Restrição de acesso ao local de assembleia invalida criação de novo sindicato

19/10/2018

O Superior Tribunal do Trabalho anulou os atos constitutivos da criação do Sindicato dos Propagandistas, Propagandistas-Vendedores e Vendedores de Produtos Farmacêuticos do Estado do Ceará (Sindiproface) em razão das restrições de acesso ao local da assembleia. Com a anulação, a Sétima Turma afastou a representatividade sindical da nova entidade.

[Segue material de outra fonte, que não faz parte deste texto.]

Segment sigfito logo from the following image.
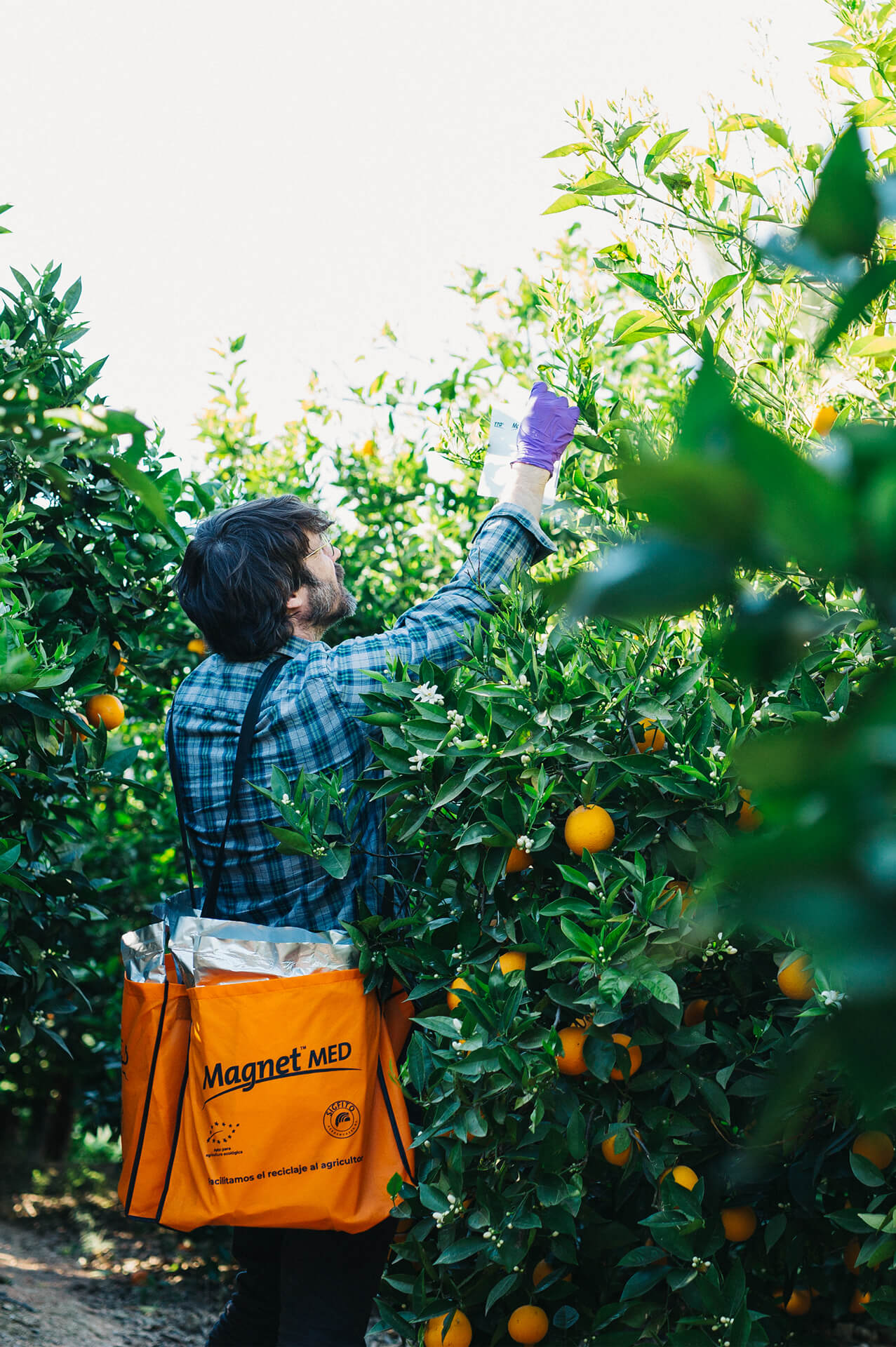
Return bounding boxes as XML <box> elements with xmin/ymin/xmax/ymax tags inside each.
<box><xmin>205</xmin><ymin>1122</ymin><xmax>240</xmax><ymax>1146</ymax></box>
<box><xmin>323</xmin><ymin>1099</ymin><xmax>361</xmax><ymax>1139</ymax></box>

O novo ente sindical teria origem no desmembramento do Sindicato dos Empregados Vendedores e Viajantes do Comércio, Propagandistas, Propagandistas-Vendedores e Vendedores de Produtos Farmacêuticos do Estado do Ceará (Sinprovence),. Segundo o Sinprovence, a assembleia em que se decidiria o desmembramento havia sido convocada para um hotel em Fortaleza, mas diversos integrantes da categoria foram barrados na porta.

 

Segundo o relator do recurso de revista do Sinprovence, ministro Cláudio Brandão, a jurisprudência do TST está sedimentada quanto à possibilidade de desmembramento ou dissociação de sindicatos, desde que respeitados os limites territoriais e de categoria impostos pela Constituição da República. “Também é preciso verificar a viabilidade de defesa efetiva dos interesses da categoria pela nova entidade, de modo a evitar que a pulverização de sindicatos os enfraqueça e lhes retire o poder de negociação frente ao empregador”, assinalou.

 

No caso, entretanto, o Ministro destacou que, embora o sindicato original tenha sido convidado a participar da deliberação sobre o desmembramento, não se deu oportunidade de participação a todos os integrantes da nova categoria para respaldar a validade da dissociação. “O processo de formação da entidade sindical é ato complexo, marcado por sucessivas ações da categoria profissional, que envolve reuniões preparatórias e assembleias e até a formação de uma diretoria provisória”, explicou.

 

No caso, na avaliação do relator, a escolha do local para a realização da assembleia impediu, ainda que de forma indireta, o amplo acesso da categoria ao evento, em desrespeito à liberdade sindical coletivaPor unanimidade, a Turma concluiu que a situação violou a participação democrática coletiva dos trabalhadores na formação da nova entidade sindical. Com isso, restabeleceu a sentença em que o juízo de primeiro grau havia anulado os atos constitutivos do sindicato e declarou a inexistência da representatividade do Sindiproface (Processo: RR-209900-32.2007.5.07.0010).